Personal information
- Born: December 19, 1925 Lenox, Georgia, U.S.
- Died: September 17, 1986 (aged 60) Rome, Georgia, U.S.
- Listed height: 5 ft 8 in (1.73 m)
- Listed weight: 152 lb (69 kg)

Career information
- College: Georgia

Career history
- 1948: Regina Roughriders

Awards and highlights
- First-team All-SEC (1943);

= Johnny Cook (Canadian football) =

American gridiron football player (1925–1986)

John Homer Cook Jr. (December 19, 1925 – September 17, 1986) was an American professional football quarterback who played one season with the Regina Roughriders of the Western Interprovincial Football Union (WIFU). He played college football at the University of Georgia.

==Early life and college==
John Homer Cook Jr. was born on December 19, 1925, in Lenox, Georgia.

Cook lettered for the Georgia Bulldogs of the University of Georgia in 1943, earning Associated Press first-team All-SEC honors at halfback.

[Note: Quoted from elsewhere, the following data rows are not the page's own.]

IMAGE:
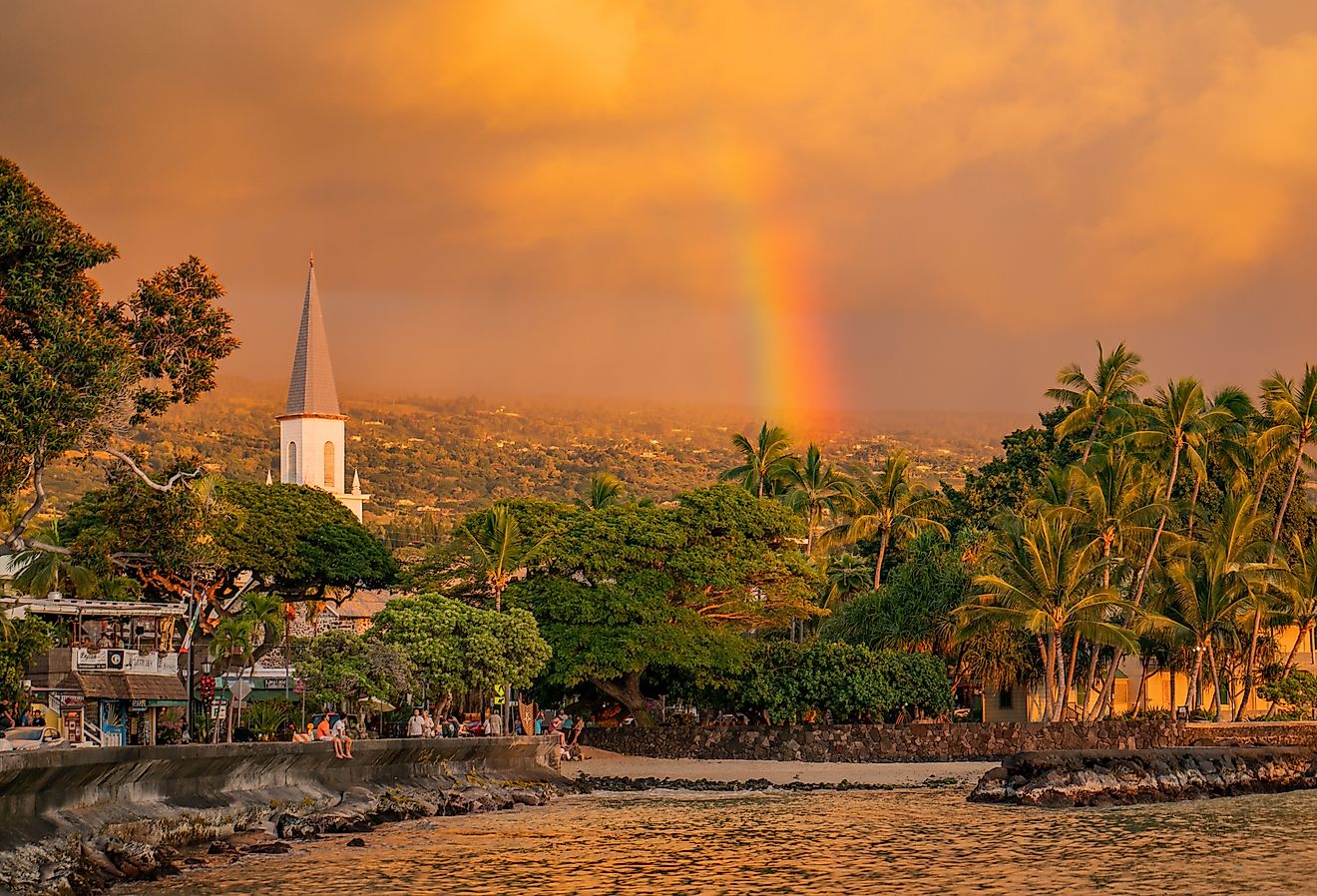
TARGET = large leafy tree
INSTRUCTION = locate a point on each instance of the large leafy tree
(629, 588)
(887, 505)
(1048, 582)
(75, 370)
(456, 649)
(226, 538)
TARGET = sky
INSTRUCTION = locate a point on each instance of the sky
(794, 206)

After the 1943 season, head coach Wally Butts moved Cook to quarterback. However, Cook then served in the United States Army Air Forces during World War II from June 1944 until spring 1946. He returned to the Bulldogs in 1946 and earned a letter for that season. Due to an injury to John Rauch, Cook was Georgia's starting quarterback for the 70–7 victory over Furman on October 26, 1946. Overall in 1946, Cook completed 18 of 27 passes (66.7%) for 223 yards and two touchdowns while also rushing 13 times for 55 yards and one touchdown.

==Professional career==
Cook was selected by the Chicago Cardinals in the 23rd round, with the 233rd overall pick, of the 1945 NFL draft. However, his selection by the Cardinals was later declared ineligible. He was also selected by the Chicago Bears in the 29th round, with the 274th overall pick, of the 1946 NFL draft.

Cook played in 11 games, all starts, for the Regina Roughriders of the Western Interprovincial Football Union in 1948 and scored three passing touchdowns. The Roughriders finished the season with a 3–9 record.

==Personal life==
Cook was an SEC football official for 30 years until retiring in 1984. He was also the vice president of the Citizens Federal Savings and Loan Association in Atlanta.

He died of leukemia on September 17, 1986, in Rome, Georgia at the age of 60.